The agency has offered willing officers up to a $50,000 bonus, paid over five years, ABC reported. 

“I think we want to continue doing what we’re doing. But sheriffs losing deputies who are in this fight to just go wear a different jersey, basically, but still be in the fight, that doesn’t necessarily add to what we’re doing. It’s just moving someone over. And so I think there is frustration from that, and so, we’ll see,” DeSantis said. 

Also in the ABC report, Pinellas County Sheriff Bob Gualtieri called ICE’s outreach “wrong.”

“We have partnered with ICE like no other state to help ICE do its job of illegal immigration enforcement,” Gualtieri told the news organization. “ICE actively trying to use our partnership to recruit our personnel is wrong and we have expressed our concern to ICE leadership.”

DeSantis said he told sheriffs it’s up to them to “fight for what you think is right” and that he’s “heard a lot of static coming out of our sheriff’s departments” about the recruitment letters. 

Everglades detention center

The news conference, nearly an hour and a half in length, featured the governor reciting the state’s record on immigration enforcement, including talking extensively about the Everglades deportation center that’s garnered national attention. 

The governor referenced news reports about the conditions inside the temporary facility. NBC reported “torturous conditions in cage-like units full of mosquitoes, where fluorescent lights shine bright on them at all times.”

“Phony narratives,” DeSantis called them but suggested: “Maybe they will have the intent, the effect, of deterring people from going there and choosing this option.”

State Rep. Anna Eskamani, a Democrat from Orlando, responded to the governor’s news conference in a written statement.

“Ron DeSantis and his hand-picked Cabinet didn’t come to Orlando to solve problems — they came to peddle a half-billion-dollar anti-immigrant grift. While everyday Floridians are struggling with the cost of living, DeSantis is using taxpayer dollars to fund a secretive detention camp, rip families apart, and divert our public safety officials away from real community needs,” she said in a written statement.

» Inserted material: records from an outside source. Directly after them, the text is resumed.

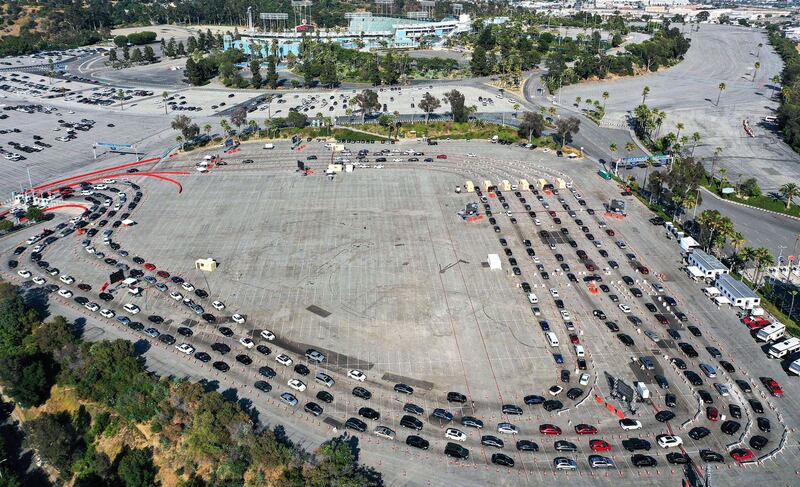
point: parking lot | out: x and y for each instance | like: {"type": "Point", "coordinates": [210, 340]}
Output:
{"type": "Point", "coordinates": [375, 269]}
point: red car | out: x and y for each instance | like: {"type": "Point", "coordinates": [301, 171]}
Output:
{"type": "Point", "coordinates": [772, 385]}
{"type": "Point", "coordinates": [741, 454]}
{"type": "Point", "coordinates": [549, 429]}
{"type": "Point", "coordinates": [599, 445]}
{"type": "Point", "coordinates": [585, 429]}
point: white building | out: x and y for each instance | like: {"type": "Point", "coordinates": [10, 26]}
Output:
{"type": "Point", "coordinates": [737, 292]}
{"type": "Point", "coordinates": [709, 266]}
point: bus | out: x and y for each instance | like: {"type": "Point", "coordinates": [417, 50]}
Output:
{"type": "Point", "coordinates": [780, 350]}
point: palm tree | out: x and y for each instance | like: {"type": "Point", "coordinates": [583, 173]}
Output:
{"type": "Point", "coordinates": [789, 191]}
{"type": "Point", "coordinates": [721, 87]}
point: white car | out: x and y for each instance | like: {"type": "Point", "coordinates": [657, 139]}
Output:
{"type": "Point", "coordinates": [356, 374]}
{"type": "Point", "coordinates": [455, 434]}
{"type": "Point", "coordinates": [629, 424]}
{"type": "Point", "coordinates": [507, 428]}
{"type": "Point", "coordinates": [131, 308]}
{"type": "Point", "coordinates": [283, 359]}
{"type": "Point", "coordinates": [669, 441]}
{"type": "Point", "coordinates": [385, 432]}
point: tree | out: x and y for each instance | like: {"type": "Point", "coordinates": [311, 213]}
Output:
{"type": "Point", "coordinates": [55, 439]}
{"type": "Point", "coordinates": [34, 214]}
{"type": "Point", "coordinates": [532, 125]}
{"type": "Point", "coordinates": [429, 104]}
{"type": "Point", "coordinates": [239, 116]}
{"type": "Point", "coordinates": [136, 469]}
{"type": "Point", "coordinates": [367, 100]}
{"type": "Point", "coordinates": [721, 89]}
{"type": "Point", "coordinates": [457, 108]}
{"type": "Point", "coordinates": [789, 191]}
{"type": "Point", "coordinates": [272, 73]}
{"type": "Point", "coordinates": [566, 127]}
{"type": "Point", "coordinates": [255, 73]}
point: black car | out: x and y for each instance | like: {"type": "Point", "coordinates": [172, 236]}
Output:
{"type": "Point", "coordinates": [552, 405]}
{"type": "Point", "coordinates": [527, 445]}
{"type": "Point", "coordinates": [369, 413]}
{"type": "Point", "coordinates": [634, 444]}
{"type": "Point", "coordinates": [417, 442]}
{"type": "Point", "coordinates": [533, 400]}
{"type": "Point", "coordinates": [202, 356]}
{"type": "Point", "coordinates": [730, 427]}
{"type": "Point", "coordinates": [640, 461]}
{"type": "Point", "coordinates": [502, 460]}
{"type": "Point", "coordinates": [710, 456]}
{"type": "Point", "coordinates": [699, 432]}
{"type": "Point", "coordinates": [411, 422]}
{"type": "Point", "coordinates": [362, 393]}
{"type": "Point", "coordinates": [565, 446]}
{"type": "Point", "coordinates": [356, 424]}
{"type": "Point", "coordinates": [413, 409]}
{"type": "Point", "coordinates": [267, 371]}
{"type": "Point", "coordinates": [403, 389]}
{"type": "Point", "coordinates": [678, 458]}
{"type": "Point", "coordinates": [325, 396]}
{"type": "Point", "coordinates": [758, 442]}
{"type": "Point", "coordinates": [664, 416]}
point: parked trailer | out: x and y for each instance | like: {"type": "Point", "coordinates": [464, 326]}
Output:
{"type": "Point", "coordinates": [784, 348]}
{"type": "Point", "coordinates": [772, 332]}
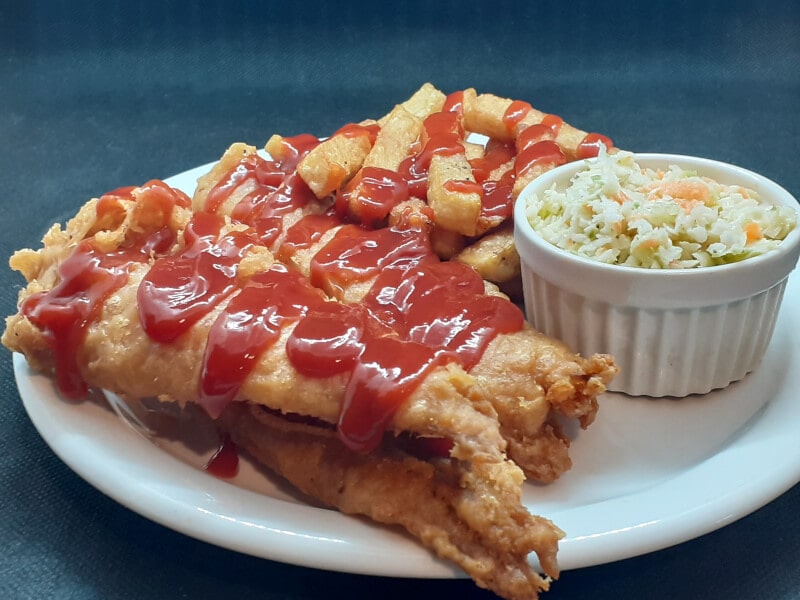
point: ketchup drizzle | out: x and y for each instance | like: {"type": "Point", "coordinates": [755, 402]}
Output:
{"type": "Point", "coordinates": [90, 275]}
{"type": "Point", "coordinates": [246, 327]}
{"type": "Point", "coordinates": [182, 288]}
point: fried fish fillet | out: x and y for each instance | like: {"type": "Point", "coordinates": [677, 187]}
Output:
{"type": "Point", "coordinates": [473, 512]}
{"type": "Point", "coordinates": [150, 294]}
{"type": "Point", "coordinates": [440, 501]}
{"type": "Point", "coordinates": [528, 378]}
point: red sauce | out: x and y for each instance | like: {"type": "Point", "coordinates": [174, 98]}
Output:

“They talk about enforcing the law while breaking it — hiding contracts, denying people due process, and using an appointed Attorney General who was just found in contempt of court. They intimidate local elected officials and ignore home rule, not based on laws but on political agendas. This isn’t leadership. It’s lawlessness.

“Floridians deserve better than political theater. Shut down the Everglades camp, restore transparency, and start putting people before politics.”

In addition to the Attorney General James Uthmeir, Chief Financial Officer Blaise Ingoglia, and Commissioner of Agriculture Wilton Simpson, DeSantis was joined by Florida Department of Highway Safety and Motor Vehicles Director Dave Kerner, FHP Director Gary Howze II, and State Board of Immigration Enforcement Director Larry Keefe. 

Republican leaders will gather in Orlando this weekend for the Florida Freedom Forum, a fundraiser for the Republican Party of Florida.